The following profiles are available:
- `with-java`: Builds all Java related modules, integrations and examples
- `with-cpp`: Builds all C++ related modules, integrations and examples
- `with-dotnet`: Builds all C# and .Net related modules, integrations and examples
- `with-python`: Builds all Python related modules, integrations and examples
WARNING: All profiles except the `with-java` typically require some preparation and setup on your development machine, please read the link:preparing.html[Preparing your Computer] guide for a detailed description on this.
Beyond that there is an additional profile `with-proxies` which will enable additional modules in each of the activated languages.
This `proxies` module, uses Apache Thrift to generate modules for forwarding requests to an `interop server` which runs somewhere else or on the same machine.
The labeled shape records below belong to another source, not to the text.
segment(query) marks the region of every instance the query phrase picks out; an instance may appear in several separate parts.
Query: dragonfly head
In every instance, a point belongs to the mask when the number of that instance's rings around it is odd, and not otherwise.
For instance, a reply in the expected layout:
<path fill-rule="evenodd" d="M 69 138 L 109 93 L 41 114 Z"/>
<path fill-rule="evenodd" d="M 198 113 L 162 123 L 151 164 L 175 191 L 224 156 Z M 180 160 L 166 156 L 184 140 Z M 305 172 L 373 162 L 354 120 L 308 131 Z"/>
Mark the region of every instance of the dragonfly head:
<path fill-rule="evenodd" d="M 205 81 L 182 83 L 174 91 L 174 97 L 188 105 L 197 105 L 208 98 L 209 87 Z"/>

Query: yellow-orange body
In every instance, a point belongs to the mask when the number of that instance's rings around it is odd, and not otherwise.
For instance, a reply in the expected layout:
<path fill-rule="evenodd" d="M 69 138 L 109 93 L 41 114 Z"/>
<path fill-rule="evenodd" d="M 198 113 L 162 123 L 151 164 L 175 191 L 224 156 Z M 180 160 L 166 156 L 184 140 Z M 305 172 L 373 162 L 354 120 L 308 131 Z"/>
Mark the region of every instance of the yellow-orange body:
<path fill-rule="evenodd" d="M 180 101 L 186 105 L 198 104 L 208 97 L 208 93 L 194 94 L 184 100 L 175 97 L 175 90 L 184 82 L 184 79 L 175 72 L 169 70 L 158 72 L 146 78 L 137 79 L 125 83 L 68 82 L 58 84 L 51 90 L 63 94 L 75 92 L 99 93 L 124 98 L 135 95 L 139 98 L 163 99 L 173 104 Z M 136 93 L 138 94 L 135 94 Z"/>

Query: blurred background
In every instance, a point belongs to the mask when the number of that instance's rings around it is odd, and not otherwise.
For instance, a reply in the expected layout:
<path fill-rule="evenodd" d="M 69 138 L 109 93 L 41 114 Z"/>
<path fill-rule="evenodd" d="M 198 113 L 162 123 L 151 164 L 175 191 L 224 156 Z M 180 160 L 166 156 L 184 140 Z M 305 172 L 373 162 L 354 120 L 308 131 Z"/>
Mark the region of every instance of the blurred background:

WARNING: Currently when enabling the `with-python` module, you are required to also enable the `with-proxies` profile too as this is currently required there but will probably change in the near future.
PLC4X is built by executing the following command (Example for building all modules):
mvn -P with-java,with-cpp,with-dotnet,with-python,with-proxies,with-sandbox package
This not only builds the artifacts and creates the jar files, but also runs all unit- and integration-tests.
If you want to skip the running of tests (even if this is not encouraged) you can skip them all together.
mvn -P with-java,with-cpp,with-dotnet,with-python,with-proxies,with-sandbox package -DskipTests
This will not skip the compilation of tests however.
=== Building the PLC4X Website with Maven
The PLC4X Website is also part of the same GIT repository that contains the code and it is built by Maven as well.
In order to build the website the following command should be sufficient:
mvn site
However this will generate the website for each module inside it's `target/site` directory.
Opening this in a browser and navigating from pages of one module to another will not work as these links expect a different directory structure.
In order to create a fully navigatable version of the Website, the following command should be sufficient:
mvn site site:stage
This will generate an additional `target/staging` directory which contains the fully functional version.
A lot of documentation on Maven suggests to use the `site:site` goal directly instead of calling the `site` phase, but in case of PLC4X there is more than just the site generation that has to be executed.
This is just a quick-start version of the site generation, for a fully detailed documentation please read the http://plc4x.apache.org/developers/website.html[Website] documentation page.
=== Some special Maven profiles
Maven supports so-called `profiles` for customizing the build in special cases.
We have tried to keep the number of profiles as low as possible.
So far there is only one profile.
==== debug-pom profile
Especially for Maven beginners, it might be difficult to understand why a module builds the way it does.
Maven contains a lot of concepts to inherit and override settings.
The `debug-pom` profile will generate the so-called `effective pom` in the modules `target` directory.
This file contains 100% of the settings Maven uses to execute. All settings are inherited and overridden.
All Properties are expanded to the value Maven uses.
So whenever Maven doesn't behave the way you expect it to, just enable this profile and it should help you find out, what's going on.